From Russia with Love was also the first film to actively and explicitly tap into the fears of audience members concerning Cold War tensions between the UK and the USSR. Bond hadn’t yet become an icon, a beacon of light antithetical to the assumed oppressive darkness of Communism, but Russia was the step that got him there.
What From Russia with Love perfects, as Broccoli would later say when deeming it his favorite Bnond film, is the formula it was developing almost as it went. The Bond girl, the “ludicrous” plot, the “gadget”, the villain, the henchmen. In comparison to the rest of the franchise. In comparison to the twenty-one plus films that would follow it, nothing feels too calculated nor too slapdash. There’s a self-awareness that isn’t winking (the poison tipped shoes) and a seriousness that acknowledges the ideological warfare at the center of the film’s text and subtext. The film opens with a chess game, almost nodding to Bobby Fischer’s battle on the “field” fighting similar ideological battles.
Maybe it’s unfair to call the plot of the film “ludicrous”; true, it’s Russia that seems the most tangibly real. Not merely the decoder machine part, but the political ramification and implications of what will happen. More than any Bond films, until Skyfall, the threat transcends the comic book nature of most of other villains’ goals as well as the solely ideological aspects. If the point of James Bond as a character, and even more, as a stand in for all that is Right and Just, is to save the world from dustrction when it hangs precariously, then it is in this that it feels the most effective and affecting.
Its most memorable fight scene is the culmination of this warfare, the political context of the film manifesting as two bodies fumbling around on the Orient Express. Bond (Sean Connery) and Red Grant (Robert Shaw) fight hand to hand, both illustrated as, shall we say, the poster boys for their political perspectives. Both unseemly in their attractiveness, Connery is comparably slighter, the film positioning him, and Britain’s political values, as underdog against the statue-like iron fist of the USSR’s Communist ideals. He’s an Adonis, tough like a cinderblock wall. He’s sly where Bond is unsubtle. The film’s pre-title sequence has Red Grant killing a Bond lookalike for training, a testament to the USSR’s dedication to bringing down Britain’s more liberal ideals.
And, again, on a train, where political motivation, origin, and execution are moving at speed that neither Bond nor Red Grant can actually keep up with. It would be 32 years later when the new head of MI6 (Judi Dench) would call 007 a “relic of the Cold War”. From Russia with Love doesn’t necessarily confront that idea of the ever changing and evolving world of politics and ideology, but it acknowledges those things tacitly. The purple light illuminating the otherwise dark cabin is like a mix of the blue in the Union Jack and the red of the Flag of the Soviet Union. They blend together perilously, as the world’s (political) fate hangs in the balance.
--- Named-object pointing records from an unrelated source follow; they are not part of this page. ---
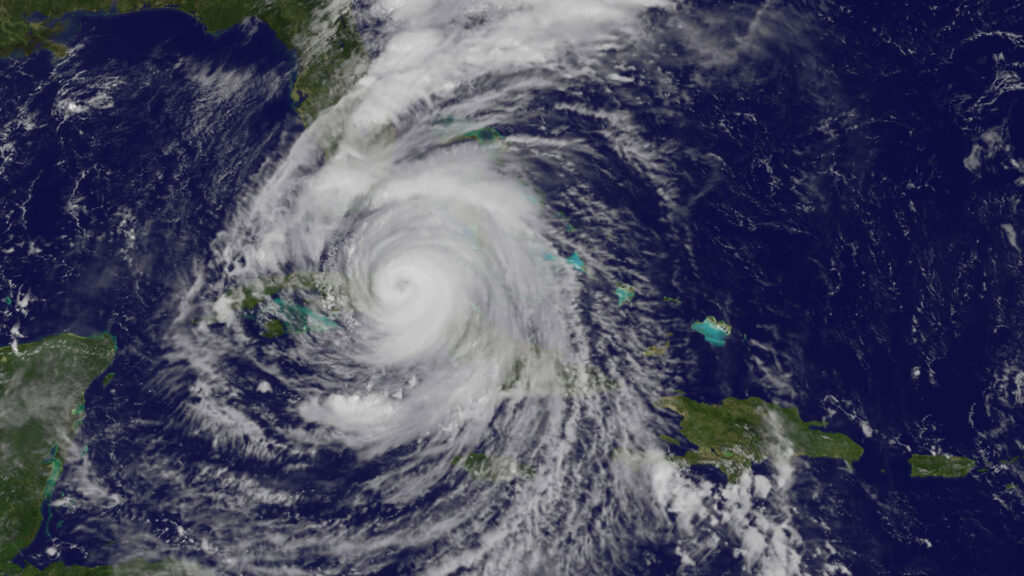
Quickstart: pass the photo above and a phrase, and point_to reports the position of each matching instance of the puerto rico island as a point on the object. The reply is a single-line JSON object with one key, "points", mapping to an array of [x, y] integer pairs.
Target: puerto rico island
{"points": [[940, 465], [735, 434]]}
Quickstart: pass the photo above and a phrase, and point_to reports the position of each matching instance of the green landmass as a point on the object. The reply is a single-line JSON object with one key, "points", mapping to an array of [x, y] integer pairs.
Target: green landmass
{"points": [[736, 434], [42, 385], [625, 293], [42, 388], [482, 466], [941, 465], [27, 26], [715, 331], [288, 304]]}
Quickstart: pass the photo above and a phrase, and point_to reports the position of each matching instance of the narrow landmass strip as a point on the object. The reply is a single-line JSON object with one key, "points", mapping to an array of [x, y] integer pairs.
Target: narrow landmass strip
{"points": [[735, 434], [483, 466], [42, 388], [42, 385], [940, 465], [324, 42]]}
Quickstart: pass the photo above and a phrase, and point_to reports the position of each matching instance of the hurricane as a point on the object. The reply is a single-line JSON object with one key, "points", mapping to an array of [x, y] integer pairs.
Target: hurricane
{"points": [[510, 287], [460, 402]]}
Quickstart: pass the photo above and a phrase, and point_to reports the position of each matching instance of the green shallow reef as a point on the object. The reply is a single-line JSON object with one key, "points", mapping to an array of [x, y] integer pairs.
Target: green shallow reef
{"points": [[941, 465], [736, 434], [324, 43]]}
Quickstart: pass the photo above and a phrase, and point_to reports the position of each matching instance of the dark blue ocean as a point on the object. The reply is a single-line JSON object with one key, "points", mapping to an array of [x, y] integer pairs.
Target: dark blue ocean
{"points": [[850, 192]]}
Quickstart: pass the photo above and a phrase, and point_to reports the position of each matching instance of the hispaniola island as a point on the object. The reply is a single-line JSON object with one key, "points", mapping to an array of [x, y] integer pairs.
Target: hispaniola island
{"points": [[511, 288]]}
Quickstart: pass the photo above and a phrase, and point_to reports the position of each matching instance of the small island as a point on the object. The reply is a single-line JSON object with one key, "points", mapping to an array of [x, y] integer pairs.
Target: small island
{"points": [[482, 466], [715, 331], [735, 434], [940, 465]]}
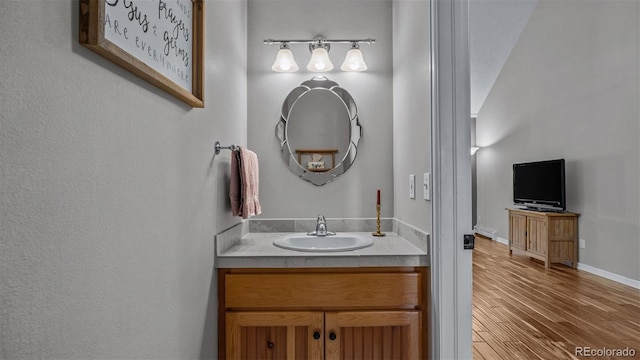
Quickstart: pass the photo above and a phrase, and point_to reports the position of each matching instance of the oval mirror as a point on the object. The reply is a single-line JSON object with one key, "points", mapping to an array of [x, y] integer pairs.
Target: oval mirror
{"points": [[319, 130]]}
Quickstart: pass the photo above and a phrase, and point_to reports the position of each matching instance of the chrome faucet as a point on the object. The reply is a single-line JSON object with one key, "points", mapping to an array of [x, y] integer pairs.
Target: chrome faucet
{"points": [[321, 228]]}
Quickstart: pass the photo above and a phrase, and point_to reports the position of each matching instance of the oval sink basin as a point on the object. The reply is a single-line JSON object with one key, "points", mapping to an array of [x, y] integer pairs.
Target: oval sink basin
{"points": [[331, 243]]}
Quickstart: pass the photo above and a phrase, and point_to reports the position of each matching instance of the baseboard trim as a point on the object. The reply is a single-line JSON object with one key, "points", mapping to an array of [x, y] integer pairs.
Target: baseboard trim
{"points": [[487, 232], [609, 275], [502, 240]]}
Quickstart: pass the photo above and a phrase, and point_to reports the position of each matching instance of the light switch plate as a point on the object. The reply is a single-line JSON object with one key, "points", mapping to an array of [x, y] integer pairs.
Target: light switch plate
{"points": [[426, 182], [412, 186]]}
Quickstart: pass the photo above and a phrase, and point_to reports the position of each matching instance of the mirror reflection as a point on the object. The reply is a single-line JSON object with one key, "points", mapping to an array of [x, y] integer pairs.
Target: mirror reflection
{"points": [[319, 130]]}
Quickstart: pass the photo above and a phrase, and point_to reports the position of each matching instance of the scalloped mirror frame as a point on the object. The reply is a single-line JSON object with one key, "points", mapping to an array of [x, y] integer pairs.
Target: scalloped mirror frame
{"points": [[319, 83]]}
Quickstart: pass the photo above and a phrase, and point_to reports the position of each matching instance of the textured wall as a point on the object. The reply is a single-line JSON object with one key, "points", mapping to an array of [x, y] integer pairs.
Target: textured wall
{"points": [[411, 109], [353, 194], [570, 89], [109, 205]]}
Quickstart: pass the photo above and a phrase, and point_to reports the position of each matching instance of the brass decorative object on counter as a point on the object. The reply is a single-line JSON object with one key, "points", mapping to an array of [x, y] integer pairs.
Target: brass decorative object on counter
{"points": [[378, 232]]}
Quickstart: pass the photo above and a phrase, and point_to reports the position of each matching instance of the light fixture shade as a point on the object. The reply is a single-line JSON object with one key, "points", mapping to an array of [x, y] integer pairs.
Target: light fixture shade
{"points": [[284, 61], [354, 61], [320, 61]]}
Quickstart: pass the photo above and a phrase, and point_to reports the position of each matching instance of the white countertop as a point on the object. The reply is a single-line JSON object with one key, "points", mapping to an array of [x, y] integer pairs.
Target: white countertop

James Bond would spend the majority of the rest of his career rarely approaching political tensions as explicitly as in From Russia with Love. Sociopolitical subtext certainly exists throughout the series’ entries, such as the evolving treatment of race in the US in Live and Let Die and the role of the media in spinning stories in Tomorrow Never Dies, but the geopolitical weight of the UK and the USSR is broached with reticence up until 1995’s GoldenEye, where Pierce Brosnan’s Bond encounters the ghosts of those remaining fraught relationships. Despite this, the Cold War in the back of everyone’s mind is what sustained the relevance of James Bond for decades, even in passing and even in the faintest way. It isn’t totally the formula that’s responsible for Bond’s longevity as a cinematic action hero; it’s the idea of Bond as antithesis to ideological or political danger that does. What we now broadly label as terrorism has seeped into social consciousness through our media, Craig’s Bond is returning to a point where formula matters less than existing as an icon. And with each passing film – Casino Royale, Quantum of Solace, Skyfall, and now SPECTRE—Bond will have to continue to justify his relevance where a hand to hand battle with the (political/ideological) enemy is no longer an option.